Time Series Data: A Recurring Theme

When I graduated from college (over three-and-a-half decades ago), I had an eclectic mix of skills. I obtained degrees in economics and political sciences. But I spent a lot of my personal time working on building computers and writing computer programs. I also spent a lot of my class time learning about econometrics – that is, the representation of economic systems in mathematical/statistical models. While studying, I began using SPSS to analyze time series data.

Commercial Tools (and IP) Ruled

When I started my first job, I used SPSS for all sorts of statistical studies. In particular, I built financial models for the United States Air Force so that they could forecast future spending on the Joint Cruise Missile program. But within a few years, the SPSS tool was superseded by a new program out of Cary, NC. That program was the Statistical Analysis System (a.k.a., SAS). And I have used SAS ever since.

At first, I used the tool as a very fancy summation engine and report generator. It even served as the linchpin of a test-bed generation system that I built for a major telecommunications company. In the nineties, I began using SAS for time series data analysis. In particular, we piped CPU statistics (in the form of RMF and SMF data) into SAS-based performance tools.

Open Source Tools Enter The Fray

As the years progressed, my roles changed and my use of SAS (and time series data) began to wane. But in the past decade, I started using time series data analysis tools to once again conduct capacity and performance studies. At a major financial institution, we collected system data from both Windows and Unix systems throughout the company. And we used this data to build forecasts for future infrastructure acquisitions.

Yes, we continued to use SAS. But we also began to use tools like R. R became a pivotal tool in most universities. But many businesses still used SAS for their “big iron” systems. At the same time, many companies moved from SAS to Microsoft-based tools (including MS Excel and its pivot tables).

TICK Seizes Time Series Data Crown

Over the past few years, “stack-oriented” tools have emerged as the next “new thing” in data centers. [Note: Stacks are like clouds; they are everywhere and they are impossible to define simply.] Most corporations have someone’s “stack” running their business – whether it be Amazon AWS, Microsoft Azure, Docker, Kubernetes, or a plethora of other tools.  And most commercial ventures are choosing hybrid stacks (with commercial and open source components).

And the migration towards “stacks” for execution is encouraging the migration to “stacks” for analysis. Indeed, the entire shift towards NoSQL databases is being paired with a shift towards time series databases.  Today, one of the hottest “stacks” for analysis is TICK (i.e., Telegraf, InfluxDB, Chronograf, and Kapacitor).

TICK Stack @ Home

Like most projects, I stumbled onto the TICK stack. I use Home Assistant to manage a plethora of IoT devices. And as the device portfolio has grown, my need for monitoring these devices has also increased. A few months ago, I noted that an InfluxDB add-on could be found for HassIO.  So I installed the add-on and started collecting information about my Home Assistant installation.

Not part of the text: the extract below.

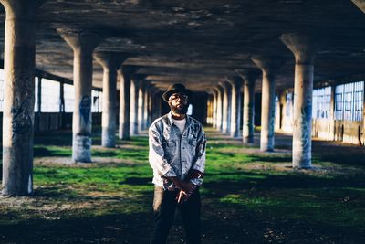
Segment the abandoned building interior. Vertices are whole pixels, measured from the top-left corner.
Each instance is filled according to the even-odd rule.
[[[32,192],[34,133],[72,128],[74,162],[168,111],[174,82],[206,126],[310,168],[311,137],[365,143],[363,0],[2,0],[3,195]],[[364,159],[360,159],[364,160]]]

Unfortunately, the data that I collected began to exceed my capacity to store the data on the SD card that I had in my Raspberry Pi. So after running the system for a few weeks, I decided to turn the data collection off – at least until I solved some architectural problems. And so the TICK stack went on the back burner.

I had solved a bunch of other IoT issues last week. So this week, I decided to focus on getting the TICK stack operational within the office. After careful consideration, I concluded that the test cases for monitoring would be a Windows/Intel server, a Windows laptop, my Pi-hole server, and my Home Assistant instance.

Since I was working with my existing asset inventory, I decided to host the key services (or daemons) on my Windows server. So I installed Chronograf, InfluxDB, and Kapicitor onto that system. Since there was no native support for a Windows service install, I used the Non-Sucking Service Manager (NSSM) to create the relevant Windows services. At the same time, I installed Telegraf onto a variety of desktops, laptops, and Linux systems. After only a few hiccups, I finally got everything deployed and functioning automatically. Phew!

Bottom Line

I implemented the TICK components onto a large number of systems. And I am now collecting all sorts of time series data from across the network. As I think about what I’ve done in the past few days, I realize just how important it is to stand on the shoulders of others. A few decades ago, I would have paid thousands of dollars to collect and analyze this data. Today, I can do it with only a minimal investment of time and materials. And given these minimal costs, it will be possible to use these findings for almost every DevOps engagement that arises.